To just about everyone else on Earth it must have looked like UConn's postseason ban was starting. That's the sensible way to think about it since the Big East Tournament won't start until tomorrow, and the NCAA tournament is still 10 days away. But that's not what I felt. I felt like the ban was over. The ban, to me, wasn't defined by what UConn wasn't allowed to do, but rather by what UConn had to do before the ban kicked in: play 30 games, during each of which, as an extended form of punishment, the lack of a postseason would be mentioned again and again. It wasn't that UConn couldn't play in March, it was that UConn had 30, or 20, or 10, or five, or one game left before the hammer dropped and everyone went home. Finish up your classes, have a nice summer and all that.
But now, for me at least, the hammer has dropped. UConn isn't banned from the postseason anymore. They're in the offseason. Their next game isn't their last game until the ban, nor is it the fifth- or 10th-, or 20th-, or 30th-to-last game before the ban. The ban is over. Now there is just next season.

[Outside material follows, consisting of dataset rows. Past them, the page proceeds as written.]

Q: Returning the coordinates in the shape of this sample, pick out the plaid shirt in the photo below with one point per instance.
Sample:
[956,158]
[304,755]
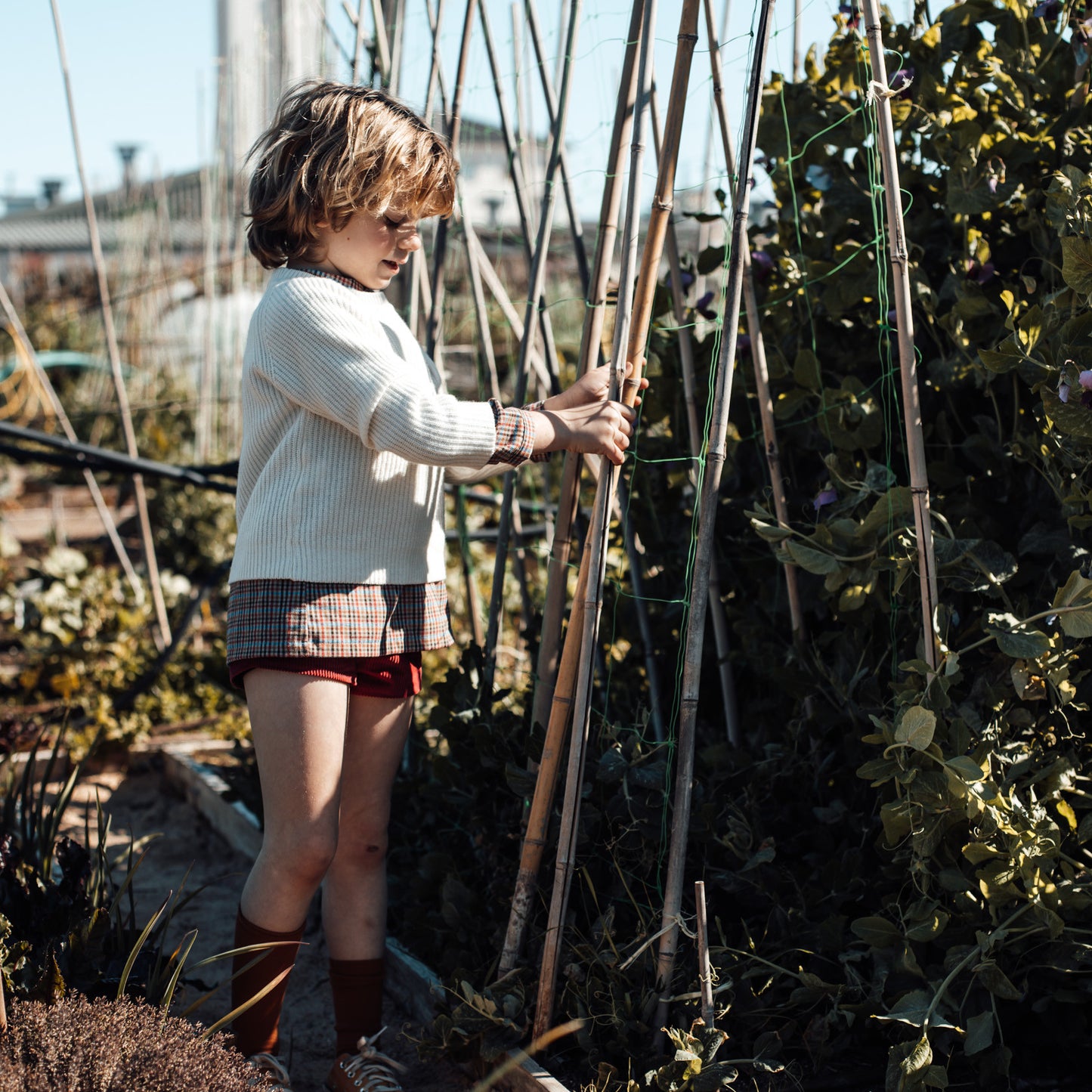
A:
[302,618]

Now that it's over, I enjoyed my year of living in the 1930s. I'm not sure the memories of 2013 will stick with me like Kemba's title run in 2011, or the 2006 and 2009 seasons I got to experience as a student, but there was something special about cheering for this team, and they'll stick with me. When UConn upset Michigan St. to open the season Ollie gathered his players around him and credited the win to the fact that the team was playing for the name on the front of the jersey, and not the names of the back. That proved to be true all season, and it's a credit to Ollie, who's team made me as proud to be an alumnus of the University of Connecticut as any team could.
Shortly after Saturday's win, as I was enjoying the newfound feeling of relief, I did something else I didn't expect: I googled the location and dates of the 2014 Final Four. My trip back in time was fun, but it was temporary, and I'm ready to move on.
In case you're wondering the 2014 Final Four tips off on April 5 in Dallas. Hopefully I'll see you there.